The Download: heart transplants for babies, and Big Tech’s tax tracking
A biotech company called eGenesis is experimenting with transplanting the hearts of young gene-edited pigs into baby baboons as part of a study that could pave the way for similar transplants in human babies. It hopes to transplant pig hearts into babies with serious heart defects as early as next year, in a bid to buy them more time to wait for a human heart.
The company has developed a technique that uses the gene-editing tool CRISPR to make around 70 edits to a pig’s genome. In theory, these edits should allow the organs to be successfully transplanted into people.

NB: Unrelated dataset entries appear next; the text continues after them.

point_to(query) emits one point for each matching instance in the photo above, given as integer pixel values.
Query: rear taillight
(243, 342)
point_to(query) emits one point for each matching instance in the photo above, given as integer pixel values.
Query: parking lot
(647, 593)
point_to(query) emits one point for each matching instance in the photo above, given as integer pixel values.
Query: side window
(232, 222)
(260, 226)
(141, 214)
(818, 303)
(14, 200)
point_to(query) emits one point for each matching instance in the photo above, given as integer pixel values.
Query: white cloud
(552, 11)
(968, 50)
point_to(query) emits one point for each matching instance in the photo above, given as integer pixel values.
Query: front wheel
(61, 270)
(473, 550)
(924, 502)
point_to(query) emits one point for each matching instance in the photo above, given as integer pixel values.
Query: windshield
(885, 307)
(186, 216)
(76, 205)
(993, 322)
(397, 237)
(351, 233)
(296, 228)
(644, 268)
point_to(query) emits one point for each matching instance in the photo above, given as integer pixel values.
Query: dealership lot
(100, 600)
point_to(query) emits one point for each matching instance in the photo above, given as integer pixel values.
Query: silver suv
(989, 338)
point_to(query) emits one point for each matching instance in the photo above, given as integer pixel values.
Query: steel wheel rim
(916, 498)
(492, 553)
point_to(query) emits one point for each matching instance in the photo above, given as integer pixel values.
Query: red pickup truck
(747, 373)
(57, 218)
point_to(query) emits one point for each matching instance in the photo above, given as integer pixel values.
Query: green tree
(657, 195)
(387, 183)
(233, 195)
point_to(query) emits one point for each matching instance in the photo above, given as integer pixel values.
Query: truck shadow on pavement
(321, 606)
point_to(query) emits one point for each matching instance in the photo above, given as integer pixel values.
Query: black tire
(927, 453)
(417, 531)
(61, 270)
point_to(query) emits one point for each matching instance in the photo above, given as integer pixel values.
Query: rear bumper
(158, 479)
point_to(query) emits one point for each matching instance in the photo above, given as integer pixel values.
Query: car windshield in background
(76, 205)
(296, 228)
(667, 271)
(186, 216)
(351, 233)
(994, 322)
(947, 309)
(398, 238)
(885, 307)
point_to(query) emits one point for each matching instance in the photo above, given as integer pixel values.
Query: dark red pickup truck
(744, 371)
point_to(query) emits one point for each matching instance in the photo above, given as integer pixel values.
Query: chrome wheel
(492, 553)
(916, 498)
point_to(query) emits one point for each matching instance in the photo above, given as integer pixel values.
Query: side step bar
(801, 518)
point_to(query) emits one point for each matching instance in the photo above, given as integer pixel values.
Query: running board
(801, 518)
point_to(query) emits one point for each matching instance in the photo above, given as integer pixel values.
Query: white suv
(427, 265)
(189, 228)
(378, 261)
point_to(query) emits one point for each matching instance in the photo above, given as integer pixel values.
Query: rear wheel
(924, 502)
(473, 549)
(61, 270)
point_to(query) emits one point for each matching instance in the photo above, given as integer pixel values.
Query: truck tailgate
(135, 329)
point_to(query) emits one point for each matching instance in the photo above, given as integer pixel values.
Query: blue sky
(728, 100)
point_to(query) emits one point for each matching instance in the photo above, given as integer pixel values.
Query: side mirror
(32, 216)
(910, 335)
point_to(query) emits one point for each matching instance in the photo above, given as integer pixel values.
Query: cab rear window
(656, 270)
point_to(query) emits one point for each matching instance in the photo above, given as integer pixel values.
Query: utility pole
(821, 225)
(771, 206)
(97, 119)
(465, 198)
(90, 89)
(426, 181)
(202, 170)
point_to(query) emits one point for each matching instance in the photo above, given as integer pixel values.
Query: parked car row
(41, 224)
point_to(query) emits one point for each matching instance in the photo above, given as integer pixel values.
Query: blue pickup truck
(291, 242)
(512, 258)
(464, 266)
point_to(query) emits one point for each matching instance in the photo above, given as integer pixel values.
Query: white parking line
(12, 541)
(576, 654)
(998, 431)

The practice is proving more difficult. The team is planning to test with 12 infant baboons, but of the two surgeries that have been performed so far, neither animal survived beyond a matter of days. Still the company, and others in the field, remain optimistic. Read the full story.
—Jessica Hamzelou
How tech companies got access to our tax data
You might think (or at least hope) that sensitive data like your tax returns would be kept under close care. But we learned last week that tax prep companies have been sharing millions of taxpayers’ sensitive personal information with Meta and Google, some for over a decade.
The tax companies shared the data through tracking pixels, which are used for advertising purposes, an investigative congressional report revealed on Wednesday. Many of them say they have removed the pixels, but it’s not clear whether some sensitive data is still being held by the tech companies.